GenHKLの使い方


1.概要
  GenHKLは結晶学的データから簡単に粉末X線回折パターンを作成するプログラムです。Rietan2000にも同様な機能がありますが、より手軽に回折パターンを作図することができます。


2.必要なファイル
 GenHKL.exe − 本体
 GenHKL.ini − 初期設定ファイル
 GenHKL.out − 出力ファイル(このファイルはなくでも計算するたびに生成される)
 GenHKL.prf − パターン出力ファイル(このファイルはなくでも計算するたびに生成される)
 spgra    − 空間群データベース(Rietan2000に付属)
 asfdc    − 原子散乱因子データベース(Rietan2000に付属)
  PatViewはGenHKL.lzhには梱包されていません。PatViewの入手は
ここから。
  また、Rietan2000に付属のspgraとasfdcも
Rietan2000のホームページから入手してください。

3.外部プログラム
 PatView.exe − 回折パターン閲覧プログラム
 StructView.exe − 結晶構造閲覧プログラム
 ・PatViewは計算したプロファイルを見るために是非必要なプログラムです。Downloadは
ここから。
 ・また、StructViewは必ずしも絶対必要という訳ではありませんが、あった方がよいかも知れません。Downloadは
ここから。
 ・これら2つのプログラムは
CRietan2000の中に梱包されていますので、そちらをDownloadした方がよいかもしれません。


4.GenHKL.iniの設定
 このファイルの前半部分に
 editor  = ................
 patview = ................
 structview = ................
 spgra   = ................
 asfdc   = ................
 の記述がある。editorはファイルの閲覧や作成に用いるので、自分にあった適当なエディタプログラムのファイル名を絶対パスで指定する。一般には
  editor  = C:\Windows\Notepad.exe
  patview、structview、spgra、asfdcも指定すること。GenHKL立ち上げ後、[Edit]->[Setting of external files]でも設定が可能。こちらの方が設定が簡単。


5.使い方

  1. GenHKLを立ち上げる。
  2. 結晶学的データ手動で入力する。必要項目は、空間群番号、空間群設定番号、格子定数、原子座標。原子座標のうち、[Atom]の欄の入力は注意を要する。原子の種類はRietan2000のデータベースを用いているので、必ず化学種を指定しなければならない。例えば、La1/La3+、また単にLa3+などと記入する。データベースにないP5+やS2-を入力しないこと。これらは単にPおよびSと入力する。
  3. 結晶学的データファイルを読み込める。読み込めるファイルは、
    ・GenHKL専用のインプットファイル           例
    -------------------------------------------------------------
    176 1                                                   # Space group No., Setting No.
    9.5500  9.5500  7.1400  90.0  90.0  120.0               # Cell dimension
    La1/La3+   1.0       0.233      -0.013       0.25  0.5  # Species, g, x, y, z, B
    La2/La3+   0.8333    0.3333      0.6667      0.00  0.5
    Si1/Si     1.0       0.4         0.368       0.25  0.5
    O1/O-      1.0       0.3333      0.485       0.25  0.5
    O2/O-      1.0       0.592       0.468       0.25  0.5
    O3/O-      1.0       0.346       0.246       0.073 0.5
    O4/O-      1.0       0.0         0.0         0.25  0.5
    ------------------------------------------------------------
    各行の#以下はコメントで、読み込まれない。
    ・Rietan2000のinsファイル
    ICSDファイル
    ・cifファイル
  4. 結晶学的データファイルを読み込んだ際に、種々のメッセージが現れることがある。

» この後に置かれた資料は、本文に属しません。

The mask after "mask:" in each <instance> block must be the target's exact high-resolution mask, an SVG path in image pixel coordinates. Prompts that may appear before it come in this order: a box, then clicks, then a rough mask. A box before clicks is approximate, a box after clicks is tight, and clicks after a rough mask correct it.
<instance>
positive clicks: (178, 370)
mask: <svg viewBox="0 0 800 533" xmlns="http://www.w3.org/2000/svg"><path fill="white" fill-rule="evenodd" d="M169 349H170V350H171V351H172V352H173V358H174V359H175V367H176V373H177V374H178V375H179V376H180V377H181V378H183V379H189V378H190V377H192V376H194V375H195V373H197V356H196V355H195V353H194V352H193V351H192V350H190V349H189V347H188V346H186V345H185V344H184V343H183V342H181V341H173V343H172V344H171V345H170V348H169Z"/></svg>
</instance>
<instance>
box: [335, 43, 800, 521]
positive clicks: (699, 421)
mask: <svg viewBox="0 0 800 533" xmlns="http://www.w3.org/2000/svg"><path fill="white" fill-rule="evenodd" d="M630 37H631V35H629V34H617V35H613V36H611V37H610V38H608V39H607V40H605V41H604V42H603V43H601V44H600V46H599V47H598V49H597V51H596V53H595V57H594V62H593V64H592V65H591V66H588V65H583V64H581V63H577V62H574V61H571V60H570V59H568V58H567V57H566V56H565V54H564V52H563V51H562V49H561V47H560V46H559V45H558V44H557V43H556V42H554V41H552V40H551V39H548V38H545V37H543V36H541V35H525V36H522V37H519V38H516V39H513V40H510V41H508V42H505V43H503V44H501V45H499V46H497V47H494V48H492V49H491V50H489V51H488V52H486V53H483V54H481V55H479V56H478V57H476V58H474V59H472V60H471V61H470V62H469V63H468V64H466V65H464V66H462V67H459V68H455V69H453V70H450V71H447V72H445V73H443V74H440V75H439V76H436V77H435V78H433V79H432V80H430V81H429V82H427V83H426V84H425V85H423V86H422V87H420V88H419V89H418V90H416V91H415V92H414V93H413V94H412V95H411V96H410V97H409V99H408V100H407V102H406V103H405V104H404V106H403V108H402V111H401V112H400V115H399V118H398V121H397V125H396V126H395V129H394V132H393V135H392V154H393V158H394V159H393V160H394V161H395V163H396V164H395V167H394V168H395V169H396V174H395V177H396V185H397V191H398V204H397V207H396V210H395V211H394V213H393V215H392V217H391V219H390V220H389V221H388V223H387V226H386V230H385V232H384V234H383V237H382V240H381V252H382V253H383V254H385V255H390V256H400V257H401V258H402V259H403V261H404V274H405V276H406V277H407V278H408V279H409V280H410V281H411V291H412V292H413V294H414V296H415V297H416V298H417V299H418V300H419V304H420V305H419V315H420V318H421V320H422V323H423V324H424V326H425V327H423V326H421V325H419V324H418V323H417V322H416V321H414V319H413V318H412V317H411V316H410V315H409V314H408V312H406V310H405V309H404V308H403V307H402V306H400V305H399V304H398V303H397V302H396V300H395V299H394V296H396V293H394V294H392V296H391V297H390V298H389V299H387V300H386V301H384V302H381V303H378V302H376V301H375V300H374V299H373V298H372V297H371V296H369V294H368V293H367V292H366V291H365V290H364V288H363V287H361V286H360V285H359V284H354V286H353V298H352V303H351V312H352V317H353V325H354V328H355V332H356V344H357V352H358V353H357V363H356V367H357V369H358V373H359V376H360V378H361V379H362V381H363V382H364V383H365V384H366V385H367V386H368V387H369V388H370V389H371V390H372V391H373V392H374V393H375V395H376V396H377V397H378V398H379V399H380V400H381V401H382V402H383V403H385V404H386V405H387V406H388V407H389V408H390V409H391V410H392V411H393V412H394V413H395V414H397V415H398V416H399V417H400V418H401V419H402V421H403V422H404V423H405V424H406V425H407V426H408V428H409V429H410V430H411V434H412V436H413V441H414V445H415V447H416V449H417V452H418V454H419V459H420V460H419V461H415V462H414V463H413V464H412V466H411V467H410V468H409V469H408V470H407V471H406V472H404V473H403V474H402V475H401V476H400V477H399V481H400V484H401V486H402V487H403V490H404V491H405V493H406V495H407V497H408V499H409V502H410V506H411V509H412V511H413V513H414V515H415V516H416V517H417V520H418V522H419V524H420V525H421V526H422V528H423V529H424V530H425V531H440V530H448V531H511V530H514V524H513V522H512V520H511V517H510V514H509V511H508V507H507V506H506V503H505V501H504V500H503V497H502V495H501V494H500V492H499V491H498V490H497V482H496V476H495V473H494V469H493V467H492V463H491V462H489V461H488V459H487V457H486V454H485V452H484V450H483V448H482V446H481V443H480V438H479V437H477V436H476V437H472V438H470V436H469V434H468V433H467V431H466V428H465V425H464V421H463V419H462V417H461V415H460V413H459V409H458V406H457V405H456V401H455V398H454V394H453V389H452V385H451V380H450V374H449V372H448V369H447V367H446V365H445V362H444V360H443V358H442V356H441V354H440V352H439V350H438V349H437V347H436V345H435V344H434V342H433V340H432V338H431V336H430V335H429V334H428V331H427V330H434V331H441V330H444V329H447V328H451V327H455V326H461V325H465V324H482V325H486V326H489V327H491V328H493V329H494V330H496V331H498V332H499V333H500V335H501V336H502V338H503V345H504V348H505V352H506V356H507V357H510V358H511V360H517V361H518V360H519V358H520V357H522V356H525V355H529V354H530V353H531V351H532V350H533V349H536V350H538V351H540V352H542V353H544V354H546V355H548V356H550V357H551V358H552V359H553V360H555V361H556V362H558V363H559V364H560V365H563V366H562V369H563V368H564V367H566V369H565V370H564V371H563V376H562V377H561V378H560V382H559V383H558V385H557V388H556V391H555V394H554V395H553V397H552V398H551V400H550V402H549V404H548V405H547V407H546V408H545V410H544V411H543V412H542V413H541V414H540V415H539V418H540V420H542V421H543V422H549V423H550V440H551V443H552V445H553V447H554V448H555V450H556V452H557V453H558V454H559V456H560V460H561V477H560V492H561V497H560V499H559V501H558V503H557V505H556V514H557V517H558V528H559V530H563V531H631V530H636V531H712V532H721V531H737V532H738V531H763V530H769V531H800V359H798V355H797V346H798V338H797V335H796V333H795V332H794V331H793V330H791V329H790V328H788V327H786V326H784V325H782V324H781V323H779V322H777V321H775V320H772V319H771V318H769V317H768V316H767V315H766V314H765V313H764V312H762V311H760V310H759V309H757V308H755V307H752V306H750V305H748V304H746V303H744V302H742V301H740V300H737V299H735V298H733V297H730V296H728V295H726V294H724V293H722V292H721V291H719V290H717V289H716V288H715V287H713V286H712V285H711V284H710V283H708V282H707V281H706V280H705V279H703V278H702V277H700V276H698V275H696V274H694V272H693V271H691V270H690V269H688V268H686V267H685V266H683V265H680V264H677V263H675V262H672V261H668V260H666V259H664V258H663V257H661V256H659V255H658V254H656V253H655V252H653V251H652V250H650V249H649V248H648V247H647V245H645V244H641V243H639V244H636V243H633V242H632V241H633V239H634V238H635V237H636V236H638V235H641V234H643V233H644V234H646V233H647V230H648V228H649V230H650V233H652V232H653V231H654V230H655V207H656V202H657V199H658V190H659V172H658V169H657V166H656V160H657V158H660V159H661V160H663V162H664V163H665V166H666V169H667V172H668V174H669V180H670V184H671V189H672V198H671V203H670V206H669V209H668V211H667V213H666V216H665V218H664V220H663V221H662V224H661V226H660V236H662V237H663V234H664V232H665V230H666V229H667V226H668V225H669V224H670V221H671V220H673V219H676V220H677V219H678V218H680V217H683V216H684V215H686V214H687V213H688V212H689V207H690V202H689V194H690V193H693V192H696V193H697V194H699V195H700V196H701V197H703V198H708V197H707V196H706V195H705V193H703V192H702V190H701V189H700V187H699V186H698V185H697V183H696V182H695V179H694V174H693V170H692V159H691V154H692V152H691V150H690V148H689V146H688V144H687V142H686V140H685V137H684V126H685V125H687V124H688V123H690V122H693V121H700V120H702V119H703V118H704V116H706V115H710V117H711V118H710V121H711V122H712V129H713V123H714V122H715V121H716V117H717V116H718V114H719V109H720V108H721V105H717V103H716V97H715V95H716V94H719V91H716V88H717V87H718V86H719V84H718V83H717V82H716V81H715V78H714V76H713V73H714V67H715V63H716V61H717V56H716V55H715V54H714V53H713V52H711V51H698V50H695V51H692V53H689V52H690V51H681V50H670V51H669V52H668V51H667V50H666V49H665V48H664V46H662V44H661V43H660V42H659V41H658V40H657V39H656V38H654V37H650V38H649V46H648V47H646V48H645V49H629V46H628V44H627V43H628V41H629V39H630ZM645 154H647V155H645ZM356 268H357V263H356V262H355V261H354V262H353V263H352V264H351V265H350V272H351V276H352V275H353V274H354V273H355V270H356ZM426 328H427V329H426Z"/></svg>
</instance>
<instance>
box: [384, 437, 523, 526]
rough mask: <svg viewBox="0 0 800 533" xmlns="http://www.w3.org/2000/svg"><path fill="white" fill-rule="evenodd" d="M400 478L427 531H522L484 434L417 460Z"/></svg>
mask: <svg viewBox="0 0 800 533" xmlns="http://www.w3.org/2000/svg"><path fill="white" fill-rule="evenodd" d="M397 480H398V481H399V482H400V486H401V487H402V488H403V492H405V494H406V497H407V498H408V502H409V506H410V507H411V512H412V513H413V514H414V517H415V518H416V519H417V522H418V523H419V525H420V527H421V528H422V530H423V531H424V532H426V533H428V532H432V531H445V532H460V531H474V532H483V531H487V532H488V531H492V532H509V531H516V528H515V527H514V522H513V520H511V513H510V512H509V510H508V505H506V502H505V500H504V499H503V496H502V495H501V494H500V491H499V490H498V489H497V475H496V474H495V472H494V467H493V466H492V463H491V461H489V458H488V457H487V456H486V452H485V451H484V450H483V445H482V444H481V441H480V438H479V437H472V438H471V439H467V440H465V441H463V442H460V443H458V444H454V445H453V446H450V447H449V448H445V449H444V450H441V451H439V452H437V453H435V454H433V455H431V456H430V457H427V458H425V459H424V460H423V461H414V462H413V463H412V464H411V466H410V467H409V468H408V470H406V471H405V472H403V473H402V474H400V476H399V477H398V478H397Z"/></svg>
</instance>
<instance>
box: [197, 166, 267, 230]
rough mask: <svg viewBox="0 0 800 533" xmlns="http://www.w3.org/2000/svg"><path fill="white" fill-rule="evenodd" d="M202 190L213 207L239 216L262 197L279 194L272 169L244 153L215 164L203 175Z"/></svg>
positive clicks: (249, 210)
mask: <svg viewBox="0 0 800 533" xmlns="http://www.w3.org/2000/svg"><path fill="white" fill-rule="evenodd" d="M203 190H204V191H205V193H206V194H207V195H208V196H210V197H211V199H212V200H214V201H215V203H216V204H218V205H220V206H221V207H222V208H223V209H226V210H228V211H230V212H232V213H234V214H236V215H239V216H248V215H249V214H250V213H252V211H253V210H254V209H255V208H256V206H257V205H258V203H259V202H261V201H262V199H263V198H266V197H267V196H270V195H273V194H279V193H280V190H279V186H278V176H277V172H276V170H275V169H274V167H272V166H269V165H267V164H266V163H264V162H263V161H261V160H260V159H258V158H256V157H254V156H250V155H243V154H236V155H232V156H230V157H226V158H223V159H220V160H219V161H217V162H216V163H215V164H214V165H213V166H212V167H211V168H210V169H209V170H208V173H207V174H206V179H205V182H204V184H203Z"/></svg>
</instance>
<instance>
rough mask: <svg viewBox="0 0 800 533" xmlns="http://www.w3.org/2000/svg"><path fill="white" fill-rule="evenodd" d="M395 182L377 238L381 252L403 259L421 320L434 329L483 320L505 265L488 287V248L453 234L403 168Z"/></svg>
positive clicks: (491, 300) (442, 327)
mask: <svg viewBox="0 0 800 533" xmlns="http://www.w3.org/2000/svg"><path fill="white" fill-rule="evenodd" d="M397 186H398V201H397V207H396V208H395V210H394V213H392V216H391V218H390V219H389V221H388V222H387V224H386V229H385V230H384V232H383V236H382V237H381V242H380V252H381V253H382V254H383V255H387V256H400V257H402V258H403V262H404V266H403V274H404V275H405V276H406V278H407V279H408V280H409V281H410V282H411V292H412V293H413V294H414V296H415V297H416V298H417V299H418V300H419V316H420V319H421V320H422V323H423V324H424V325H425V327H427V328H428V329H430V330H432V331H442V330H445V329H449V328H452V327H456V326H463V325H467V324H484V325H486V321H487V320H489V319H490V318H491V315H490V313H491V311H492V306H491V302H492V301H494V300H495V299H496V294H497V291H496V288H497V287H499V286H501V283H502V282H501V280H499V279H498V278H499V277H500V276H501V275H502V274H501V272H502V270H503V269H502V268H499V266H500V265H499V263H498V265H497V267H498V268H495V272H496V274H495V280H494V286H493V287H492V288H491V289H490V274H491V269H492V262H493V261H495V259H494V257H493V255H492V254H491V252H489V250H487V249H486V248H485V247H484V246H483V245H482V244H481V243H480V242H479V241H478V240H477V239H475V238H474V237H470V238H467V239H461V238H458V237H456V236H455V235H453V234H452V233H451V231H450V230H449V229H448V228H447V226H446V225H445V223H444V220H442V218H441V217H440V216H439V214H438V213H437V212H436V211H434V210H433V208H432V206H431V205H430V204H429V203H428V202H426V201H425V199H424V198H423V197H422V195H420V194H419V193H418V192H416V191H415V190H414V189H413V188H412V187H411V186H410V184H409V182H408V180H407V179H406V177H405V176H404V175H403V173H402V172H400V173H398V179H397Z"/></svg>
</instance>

単斜晶系と斜方晶系の場合、軸の変換を促すウィンドウが現れる。共に6種類の変換法がある。単斜晶系の場合どれを選んでもよいが、角度の1つが150°を超えるような変換ではうまくいかないので注意。また、斜方晶系の場合には変換軸は標準設定を選ばなければいけないので、必ずNo.1(abc)の設定を選択すること。
  5. 「space group name not found !!!」や「space group number found !!!」といったメッセージが現れることもある。(特にcifファイルを読み込んだとき)この場合は大抵空間群の名前の中に空白が多く挿入されている場合が多い。例えば、SG symbolの欄に 「B  b 21 m」などと示されている場合、Bとbの間に空白が1つ多く挿入されているので、これを「B b 21 m」と書き直した後で、[Edit]->[Find SG Number]を実行すると、空間群番号と設定番号を見つけてくれる。
  6. 全ての項目を正しく入力し終わったら、[Execute]->[Calculate Profile]を実行すると、結果がウィンドウの下方に表示される。
  7. [Execute]->[Show Pattern]で回折パターンが表示される。このパターンは適当な画像ファイルに保存できる。
  8. [Edit]->[Change Profie Parameters]で出力パターンの設定ができる。